If proposed amendments to the RTI Act, inspired by a stubborn plan from the PMO, go through, it will be a reversal of a new dawn of democracy
By continuing with his plan to amend the RTI Act, 2005, riding roughshod over public sentiment, Prime Minister Manmohan Singh is not only seeking to emasculate India’s most pro-people legislation ever enacted, but is also shamelessly going back on his word.
“Any amendments to the RTI Act would be considered only after completing consultation with all the stakeholders and without diluting the spirit of the Act,” Singh wrote to UPA chairperson Sonia Gandhi on December 24th, 2009.
Yet an April 30th 2010 reply by the Department of Personnel and Training (DoPT) to an information request admits, for the first time, that as many as 11 sections of the RTI Act have been deemed to require amendments – a measure that will not just dilute but kill the spirit of the RTI Act.
Manmohan Singh’s use of the phrase “all the stakeholders” sounds risible unless his government has plans to conduct a nationwide referendum. Isn’t each one of India’s billion-plus citizens a stakeholder in this?
Most of the items in DoPT’s list of proposals for amending the RTI Act look and feel like poison pill for the legislation that has just about begun to infuse a degree of transparency in India’s largely secretive and corrupt systems of governmental decision making.
“Amendment to Section 7 so as to avoid frivolous or vexatious requests” is dangerous, to put it bluntly, considering that for the corrupt government machinery the entire RTI Act is vexatious because its use is a direct threat to the abuse of power and office.
By the way, who will decide the ‘frivolity’ and ‘vexatiousness’ of an information request?
The public authorities or information commissioners, whose performance so far, according to a nationwide study conducted by a Delhi-based NGO, has ensured that no more than 27 per cent of the information seekers, who survive the torturous appeal process, are finally able to get the information they requested?
“Amendment to Section 8 so as to slightly modify the provision about disclosure of Cabinet papers, to ensure smooth functioning of the government and to take care of the sensitivity of the office of the CJI” is equally dangerous and regressive.
Section 8 already exempts Cabinet papers with the proviso that material about the decisions already taken can be made public. What more exemptions does the government want?
Keep in mind that this is a government whose one minister has had to resign recently on charges of abuse of office and another faces charges of corruption in a multi-crore scam in allocation of a vital public resource.
“Taking care of the sensitivity of the office of the chief justice of India (CJI)” seems like an attack on a very basic principle of democracy that all public offices, including judiciary’s, are ultimately answerable to the citizens.
In any case, who’s deciding the degree of “sensitivity” of CJI’s office?
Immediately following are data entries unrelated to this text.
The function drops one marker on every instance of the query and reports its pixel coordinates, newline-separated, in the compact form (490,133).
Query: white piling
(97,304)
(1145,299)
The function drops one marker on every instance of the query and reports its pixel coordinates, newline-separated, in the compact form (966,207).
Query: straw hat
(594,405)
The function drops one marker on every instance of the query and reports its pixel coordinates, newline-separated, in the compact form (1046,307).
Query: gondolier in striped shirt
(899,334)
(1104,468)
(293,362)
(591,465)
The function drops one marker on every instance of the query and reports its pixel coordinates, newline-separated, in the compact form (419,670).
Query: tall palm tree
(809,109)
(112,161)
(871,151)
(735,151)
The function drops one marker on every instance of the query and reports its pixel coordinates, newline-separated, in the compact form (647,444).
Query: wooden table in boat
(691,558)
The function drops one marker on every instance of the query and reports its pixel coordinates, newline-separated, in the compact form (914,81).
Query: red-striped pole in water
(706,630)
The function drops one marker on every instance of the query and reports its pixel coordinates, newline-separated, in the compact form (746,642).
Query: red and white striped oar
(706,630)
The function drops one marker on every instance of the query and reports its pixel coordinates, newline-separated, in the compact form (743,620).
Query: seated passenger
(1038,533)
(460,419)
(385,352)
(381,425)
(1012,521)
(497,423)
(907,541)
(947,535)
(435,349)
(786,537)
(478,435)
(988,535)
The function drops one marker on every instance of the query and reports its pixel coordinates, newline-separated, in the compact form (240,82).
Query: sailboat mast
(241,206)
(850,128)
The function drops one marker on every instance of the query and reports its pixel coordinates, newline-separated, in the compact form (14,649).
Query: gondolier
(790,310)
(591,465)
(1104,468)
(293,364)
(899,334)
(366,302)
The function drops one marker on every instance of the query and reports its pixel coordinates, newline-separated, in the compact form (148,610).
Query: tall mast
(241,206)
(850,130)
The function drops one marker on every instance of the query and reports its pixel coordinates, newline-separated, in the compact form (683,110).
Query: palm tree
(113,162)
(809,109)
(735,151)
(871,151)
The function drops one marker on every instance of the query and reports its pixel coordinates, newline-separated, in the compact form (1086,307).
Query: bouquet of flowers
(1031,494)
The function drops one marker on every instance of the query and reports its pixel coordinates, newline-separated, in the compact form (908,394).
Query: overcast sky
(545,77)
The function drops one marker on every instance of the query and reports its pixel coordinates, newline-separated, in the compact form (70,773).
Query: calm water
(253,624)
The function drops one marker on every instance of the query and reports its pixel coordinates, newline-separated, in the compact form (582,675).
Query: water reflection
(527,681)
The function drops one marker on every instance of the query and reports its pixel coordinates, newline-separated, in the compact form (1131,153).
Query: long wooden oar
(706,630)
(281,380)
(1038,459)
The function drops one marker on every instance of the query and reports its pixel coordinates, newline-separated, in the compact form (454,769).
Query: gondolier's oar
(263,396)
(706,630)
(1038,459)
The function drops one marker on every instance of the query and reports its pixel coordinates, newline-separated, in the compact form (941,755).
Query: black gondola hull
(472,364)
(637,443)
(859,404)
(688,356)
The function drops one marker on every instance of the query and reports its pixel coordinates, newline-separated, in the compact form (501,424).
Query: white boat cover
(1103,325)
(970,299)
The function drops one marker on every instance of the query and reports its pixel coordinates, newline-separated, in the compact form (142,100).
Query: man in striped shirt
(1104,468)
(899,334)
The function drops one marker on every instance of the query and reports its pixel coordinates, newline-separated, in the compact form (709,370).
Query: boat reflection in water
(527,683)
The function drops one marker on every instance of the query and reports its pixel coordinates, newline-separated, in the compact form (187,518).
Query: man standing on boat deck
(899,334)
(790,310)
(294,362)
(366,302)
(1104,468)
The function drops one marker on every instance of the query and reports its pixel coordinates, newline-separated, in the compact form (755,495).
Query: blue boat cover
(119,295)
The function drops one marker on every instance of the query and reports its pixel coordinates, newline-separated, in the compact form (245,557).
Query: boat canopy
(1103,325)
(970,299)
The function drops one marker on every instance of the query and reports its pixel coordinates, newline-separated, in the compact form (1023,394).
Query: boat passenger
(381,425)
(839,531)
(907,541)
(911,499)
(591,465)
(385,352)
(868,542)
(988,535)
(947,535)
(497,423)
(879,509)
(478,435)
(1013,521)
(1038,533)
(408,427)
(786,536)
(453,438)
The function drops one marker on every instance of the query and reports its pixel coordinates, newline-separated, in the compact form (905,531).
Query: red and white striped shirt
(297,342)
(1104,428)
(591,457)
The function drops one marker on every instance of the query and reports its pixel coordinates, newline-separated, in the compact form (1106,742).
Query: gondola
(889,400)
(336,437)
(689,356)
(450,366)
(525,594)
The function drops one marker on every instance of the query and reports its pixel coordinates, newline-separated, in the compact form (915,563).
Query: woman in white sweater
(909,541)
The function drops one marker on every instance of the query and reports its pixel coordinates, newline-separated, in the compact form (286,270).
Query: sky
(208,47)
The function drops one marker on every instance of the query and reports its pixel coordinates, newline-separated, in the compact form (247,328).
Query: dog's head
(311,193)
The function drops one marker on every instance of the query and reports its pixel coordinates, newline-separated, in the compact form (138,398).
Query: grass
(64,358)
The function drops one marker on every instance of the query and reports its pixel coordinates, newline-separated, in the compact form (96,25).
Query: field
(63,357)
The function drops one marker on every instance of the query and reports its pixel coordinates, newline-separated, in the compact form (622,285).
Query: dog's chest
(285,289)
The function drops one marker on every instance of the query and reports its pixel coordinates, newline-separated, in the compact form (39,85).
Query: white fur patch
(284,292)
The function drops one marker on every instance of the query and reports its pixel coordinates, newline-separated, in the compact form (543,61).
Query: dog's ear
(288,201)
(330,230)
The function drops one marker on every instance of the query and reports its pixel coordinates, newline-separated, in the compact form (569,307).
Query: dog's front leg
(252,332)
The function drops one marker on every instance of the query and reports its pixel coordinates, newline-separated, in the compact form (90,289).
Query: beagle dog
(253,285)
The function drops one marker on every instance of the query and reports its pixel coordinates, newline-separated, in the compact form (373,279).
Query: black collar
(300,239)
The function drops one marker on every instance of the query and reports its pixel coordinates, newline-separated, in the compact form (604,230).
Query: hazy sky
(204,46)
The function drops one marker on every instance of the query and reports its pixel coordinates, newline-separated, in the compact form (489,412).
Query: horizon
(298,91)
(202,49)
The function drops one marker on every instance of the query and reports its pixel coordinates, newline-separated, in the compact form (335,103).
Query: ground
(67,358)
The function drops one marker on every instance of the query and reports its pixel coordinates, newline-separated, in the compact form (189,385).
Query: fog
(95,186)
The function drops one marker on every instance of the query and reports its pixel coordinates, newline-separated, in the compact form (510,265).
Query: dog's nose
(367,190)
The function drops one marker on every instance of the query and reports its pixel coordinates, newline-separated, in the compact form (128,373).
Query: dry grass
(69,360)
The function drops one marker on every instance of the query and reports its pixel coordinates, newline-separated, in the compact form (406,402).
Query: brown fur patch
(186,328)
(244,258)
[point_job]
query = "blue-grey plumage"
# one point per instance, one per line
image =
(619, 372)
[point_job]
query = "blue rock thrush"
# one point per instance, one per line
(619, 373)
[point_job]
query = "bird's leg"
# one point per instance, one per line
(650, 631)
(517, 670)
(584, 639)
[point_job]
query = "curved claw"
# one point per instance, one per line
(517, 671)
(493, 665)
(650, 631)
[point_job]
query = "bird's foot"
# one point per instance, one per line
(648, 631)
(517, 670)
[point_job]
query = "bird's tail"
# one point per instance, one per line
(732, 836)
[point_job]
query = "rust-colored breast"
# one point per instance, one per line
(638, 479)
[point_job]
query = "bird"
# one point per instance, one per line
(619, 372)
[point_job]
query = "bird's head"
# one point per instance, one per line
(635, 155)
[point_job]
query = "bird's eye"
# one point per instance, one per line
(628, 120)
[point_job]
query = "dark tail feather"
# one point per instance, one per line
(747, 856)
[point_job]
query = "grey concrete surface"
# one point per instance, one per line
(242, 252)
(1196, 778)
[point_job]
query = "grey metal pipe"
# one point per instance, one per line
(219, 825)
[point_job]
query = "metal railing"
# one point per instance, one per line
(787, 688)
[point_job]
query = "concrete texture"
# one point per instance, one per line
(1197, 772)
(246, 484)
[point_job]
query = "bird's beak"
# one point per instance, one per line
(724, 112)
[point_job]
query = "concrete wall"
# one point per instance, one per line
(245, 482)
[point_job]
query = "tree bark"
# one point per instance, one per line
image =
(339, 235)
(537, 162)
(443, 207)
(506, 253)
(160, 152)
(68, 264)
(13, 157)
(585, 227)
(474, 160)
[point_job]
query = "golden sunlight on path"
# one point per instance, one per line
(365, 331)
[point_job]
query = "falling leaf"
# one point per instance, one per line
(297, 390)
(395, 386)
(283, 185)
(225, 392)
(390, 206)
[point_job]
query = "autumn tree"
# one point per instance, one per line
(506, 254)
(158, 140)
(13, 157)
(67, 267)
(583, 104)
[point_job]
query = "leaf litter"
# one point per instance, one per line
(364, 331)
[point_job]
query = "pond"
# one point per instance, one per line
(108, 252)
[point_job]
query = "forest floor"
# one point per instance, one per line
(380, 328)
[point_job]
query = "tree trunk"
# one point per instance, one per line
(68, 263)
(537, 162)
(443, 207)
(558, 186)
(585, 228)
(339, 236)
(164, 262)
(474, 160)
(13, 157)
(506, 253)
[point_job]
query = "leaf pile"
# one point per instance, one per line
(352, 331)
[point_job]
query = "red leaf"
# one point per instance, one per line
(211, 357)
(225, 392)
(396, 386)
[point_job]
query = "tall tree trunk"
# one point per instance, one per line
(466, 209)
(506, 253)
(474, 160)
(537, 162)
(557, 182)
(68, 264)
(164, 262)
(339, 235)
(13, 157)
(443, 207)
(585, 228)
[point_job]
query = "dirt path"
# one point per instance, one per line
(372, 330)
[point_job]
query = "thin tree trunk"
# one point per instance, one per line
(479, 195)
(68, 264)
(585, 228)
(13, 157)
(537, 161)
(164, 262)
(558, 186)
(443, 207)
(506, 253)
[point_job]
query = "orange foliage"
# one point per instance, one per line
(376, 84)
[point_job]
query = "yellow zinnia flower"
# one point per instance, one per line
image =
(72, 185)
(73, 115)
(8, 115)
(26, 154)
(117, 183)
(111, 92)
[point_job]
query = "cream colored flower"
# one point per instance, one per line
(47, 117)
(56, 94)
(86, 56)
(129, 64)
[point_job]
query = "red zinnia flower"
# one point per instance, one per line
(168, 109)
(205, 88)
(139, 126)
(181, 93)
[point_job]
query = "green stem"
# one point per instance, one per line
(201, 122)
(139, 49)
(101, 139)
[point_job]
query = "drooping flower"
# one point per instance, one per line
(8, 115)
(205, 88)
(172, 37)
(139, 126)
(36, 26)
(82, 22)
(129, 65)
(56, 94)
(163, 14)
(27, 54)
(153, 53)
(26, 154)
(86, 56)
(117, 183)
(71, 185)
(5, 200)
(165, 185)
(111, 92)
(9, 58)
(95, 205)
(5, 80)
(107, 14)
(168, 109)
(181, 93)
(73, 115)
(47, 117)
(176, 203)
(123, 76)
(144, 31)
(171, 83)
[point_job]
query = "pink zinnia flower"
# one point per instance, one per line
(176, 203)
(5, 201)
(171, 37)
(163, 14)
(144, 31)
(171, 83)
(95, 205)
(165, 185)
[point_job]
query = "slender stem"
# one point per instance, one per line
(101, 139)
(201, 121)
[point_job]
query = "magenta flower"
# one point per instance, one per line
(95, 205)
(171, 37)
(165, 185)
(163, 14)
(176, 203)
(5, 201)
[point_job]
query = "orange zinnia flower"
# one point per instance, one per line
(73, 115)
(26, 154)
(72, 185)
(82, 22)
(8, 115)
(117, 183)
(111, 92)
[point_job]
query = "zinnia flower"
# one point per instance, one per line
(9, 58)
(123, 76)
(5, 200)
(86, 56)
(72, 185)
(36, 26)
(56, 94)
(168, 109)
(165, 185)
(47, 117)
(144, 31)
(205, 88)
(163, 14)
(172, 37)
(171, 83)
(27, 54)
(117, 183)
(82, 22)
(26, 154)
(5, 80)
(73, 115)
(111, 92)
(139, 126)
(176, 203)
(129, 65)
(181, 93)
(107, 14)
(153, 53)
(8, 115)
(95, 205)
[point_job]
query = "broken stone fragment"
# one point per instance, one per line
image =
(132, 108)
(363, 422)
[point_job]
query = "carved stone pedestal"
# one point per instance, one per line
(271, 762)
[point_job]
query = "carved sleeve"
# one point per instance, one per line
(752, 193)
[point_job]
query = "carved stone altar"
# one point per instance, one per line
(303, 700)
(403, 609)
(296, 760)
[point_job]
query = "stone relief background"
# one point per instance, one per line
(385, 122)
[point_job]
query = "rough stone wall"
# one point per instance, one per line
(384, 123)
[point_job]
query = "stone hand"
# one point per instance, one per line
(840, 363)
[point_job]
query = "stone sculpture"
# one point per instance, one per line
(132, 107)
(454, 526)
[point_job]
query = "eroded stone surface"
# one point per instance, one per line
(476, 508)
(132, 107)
The CJI himself, as is well known after Justice KG Balakrishnan’s letter, dated September 19, 2009, to the PM was made public.
The very proposal seems to confer the CJI with an extra-constitutional power to seek to subvert the will of the people as expressed through the Parliament – again at a time when public trust in higher judiciary has been shaken by several allegations of corruption and skullduggery.
The inner workings of the judiciary, as opposed to its public function of administration of justice – don’t forget – is one of the most secretive and least understood areas of governance.
And what prevents other bearers of constitutional and statutory offices from deciding on the “sensitiveness” of their own offices and writing a letter to our very complaisant Prime Minister?
“Amendment to Section 24 so as to incorporate a partial exemption of organization possessing sensitive information” seems to have been predicated on the same amorphous and open-ended “sensitivity” theory that is designed to unravel the entire RTI law.
“Amendment to Section 19 so as to incorporate a provision for constitution of benches of the commission” seems to have come straight from a self-important babu who has chosen to ignore the current status of the implementation of the RTI Act.
Making rules to the effect that some or all second appeals or complaints can be heard only by benches of commissioners and not a single commissioner will further damage the already poor capacity of the commissions to dispose of cases within a reasonable timeframe.
Anyone who’s any understanding of the RTI implementation knows well that one of the biggest threats to RTI law is the growing backlog of cases at information commissions. This backlog is already eroding citizen trust in RTI and adding to their frustration.
Instead of proposing a multi-fold increase in the posts of information commissioners and encouraging them to speed up their rates of disposal, the government seems more concerned about forming benches.
We believe that Manmohan Singh has two paths open to him.
Either to go down in history as the Prime Minister whose regime brought about the dawn of a new era in democratic governance through a single legislative measure.
Or to go down in history as the Prime Minister who committed the most egregious betrayal of the people by reversing a legislative measure that pulled India back into the era where power plays havoc with democracy.